此获得输入每个类型的元件的数目。输出采用类似的形式。例如：

This takes input as the number of each type of element. The output is in similar form. For example:

{a,a,b,b,c,d,d,d,d} -> {2,2,1,4}

功能：

f[k_, {}, c__] := If[+c == k, {{c}}, {}]

f[k_, {x_, r___}, c___] := Join @@ (f[k, {r}, c, #] & /@ 0~Range~Min[x, k - +c])

使用：

f[4, {2, 2, 1, 4}]

{{0, 0, 0, 4}, {0, 0, 1, 3}, {0, 1, 0, 3}, {0, 1, 1, 2}, {0, 2, 0, 2},
 {0, 2, 1, 1}, {1, 0, 0, 3}, {1, 0, 1, 2}, {1, 1, 0, 2}, {1, 1, 1, 1},
 {1, 2, 0, 1}, {1, 2, 1, 0}, {2, 0, 0, 2}, {2, 0, 1, 1}, {2, 1, 0, 1},
 {2, 1, 1, 0}, {2, 2, 0, 0}}

的

请求该code的说明。这是一个递归函数，它采用可变数量的参数。第一个参数是 K ，子集的长度。第二个是每种类型以供选择的计数的列表。第三个参数及以后在内部使用功能保持子集（组合），因为它是构建。

An explanation of this code was requested. It is a recursive function that takes a variable number of arguments. The first argument is k, length of subset. The second is a list of counts of each type to select from.
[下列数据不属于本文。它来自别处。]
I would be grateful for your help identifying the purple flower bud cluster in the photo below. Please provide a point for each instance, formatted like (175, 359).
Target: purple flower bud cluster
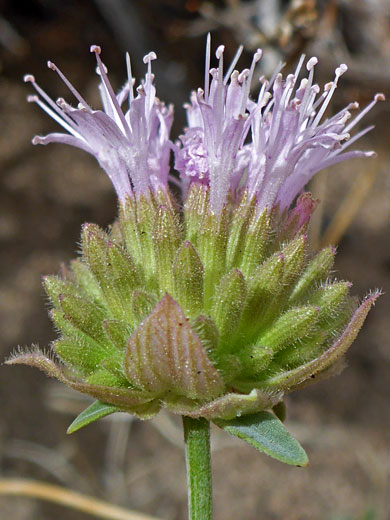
(271, 146)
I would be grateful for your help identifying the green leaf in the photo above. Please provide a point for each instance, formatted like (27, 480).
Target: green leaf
(265, 432)
(96, 411)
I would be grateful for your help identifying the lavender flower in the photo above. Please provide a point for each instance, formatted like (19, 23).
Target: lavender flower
(133, 147)
(288, 141)
(215, 310)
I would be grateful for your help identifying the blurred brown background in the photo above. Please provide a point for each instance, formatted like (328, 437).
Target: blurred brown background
(47, 193)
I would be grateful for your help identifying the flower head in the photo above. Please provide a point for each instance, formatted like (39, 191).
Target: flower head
(215, 309)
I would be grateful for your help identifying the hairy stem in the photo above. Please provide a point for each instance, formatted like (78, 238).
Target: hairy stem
(198, 461)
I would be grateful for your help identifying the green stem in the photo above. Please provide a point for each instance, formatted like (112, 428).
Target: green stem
(198, 461)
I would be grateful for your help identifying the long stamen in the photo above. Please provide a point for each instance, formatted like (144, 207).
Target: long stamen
(310, 67)
(220, 89)
(338, 73)
(247, 85)
(233, 64)
(130, 79)
(377, 97)
(149, 79)
(96, 49)
(29, 78)
(54, 115)
(76, 94)
(356, 138)
(207, 68)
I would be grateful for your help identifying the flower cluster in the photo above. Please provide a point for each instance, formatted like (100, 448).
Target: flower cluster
(212, 308)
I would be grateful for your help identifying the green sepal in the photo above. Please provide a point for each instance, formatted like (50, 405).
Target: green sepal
(56, 287)
(265, 432)
(188, 279)
(166, 241)
(329, 298)
(256, 243)
(211, 247)
(228, 303)
(141, 304)
(84, 316)
(239, 225)
(95, 411)
(136, 218)
(280, 410)
(195, 207)
(117, 332)
(86, 360)
(254, 360)
(291, 327)
(263, 287)
(86, 281)
(113, 268)
(109, 377)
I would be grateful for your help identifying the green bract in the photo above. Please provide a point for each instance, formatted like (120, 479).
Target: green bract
(208, 315)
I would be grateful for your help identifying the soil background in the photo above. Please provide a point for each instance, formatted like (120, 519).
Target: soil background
(47, 193)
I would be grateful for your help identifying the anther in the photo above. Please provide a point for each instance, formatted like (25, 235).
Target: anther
(219, 52)
(96, 49)
(149, 57)
(311, 63)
The third argument and beyond is used internally by the function to hold the subset (combination) as it is constructed.

此定义，因此使用的时候有选择集中没有更多的项目：

This definition therefore is used when there are no more items in the selection set:

f[k_, {}, c__] := If[+c == k, {{c}}, {}]

如果组合（长度）的值的总和等于 K ，然后返回该组合，否则返回一个空集。 （ + C 的缩写加[C] ）

If the total of the values of the combination (its length) is equal to k, then return that combination, otherwise return an empty set. (+c is shorthand for Plus[c])

否则：

f[k_, {x_, r___}, c___] := Join @@ (f[k, {r}, c, #] & /@ 0~Range~Min[x, k - +c])

阅读左至右：

加入用于扁平化嵌套列表的水平，这样的结果是不是越来越深的张量。

Join is used to flatten out a level of nested lists, so that the result is not an increasingly deep tensor.

F [K，{R}，C＃]安培; 调用函数，下探选择集的第一个位置（ X ），并加入了新的元素组合（＃）。
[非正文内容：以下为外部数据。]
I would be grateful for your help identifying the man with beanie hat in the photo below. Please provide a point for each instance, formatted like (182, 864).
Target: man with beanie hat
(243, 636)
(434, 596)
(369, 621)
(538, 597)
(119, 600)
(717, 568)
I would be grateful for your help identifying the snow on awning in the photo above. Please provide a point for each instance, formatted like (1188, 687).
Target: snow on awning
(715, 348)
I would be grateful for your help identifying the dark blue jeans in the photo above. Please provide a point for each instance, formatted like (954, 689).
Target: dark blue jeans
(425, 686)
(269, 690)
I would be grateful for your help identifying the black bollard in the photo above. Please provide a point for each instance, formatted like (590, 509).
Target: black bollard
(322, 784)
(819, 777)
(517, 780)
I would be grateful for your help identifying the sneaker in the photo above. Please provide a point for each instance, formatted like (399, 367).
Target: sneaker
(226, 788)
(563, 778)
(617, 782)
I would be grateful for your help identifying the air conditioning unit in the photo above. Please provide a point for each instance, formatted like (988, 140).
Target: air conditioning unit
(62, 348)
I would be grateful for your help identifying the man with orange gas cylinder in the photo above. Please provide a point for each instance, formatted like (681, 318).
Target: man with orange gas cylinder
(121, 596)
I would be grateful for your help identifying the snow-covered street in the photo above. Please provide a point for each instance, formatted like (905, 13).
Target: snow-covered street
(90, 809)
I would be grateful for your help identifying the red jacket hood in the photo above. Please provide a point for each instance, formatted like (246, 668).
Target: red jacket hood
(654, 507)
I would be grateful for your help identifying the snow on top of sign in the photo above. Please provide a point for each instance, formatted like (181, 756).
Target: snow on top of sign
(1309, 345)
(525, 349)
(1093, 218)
f[k, {r}, c, #] & calls the function, dropping the first position of the selection set (x), and adding a new element to the combination (#).

/ @ 0〜范围〜敏[X，K - + C]）零之间以及每个整数选择的第一个元素的小集，而 K 总组合少，这是可以在不超过组合大小 K 可选择的最大。

/@ 0 ~Range~ Min[x, k - +c]) for each integer between zero and the lesser of the first element of the selection set, and k less total of combination, which is the maximum that can be selected without exceeding combination size k.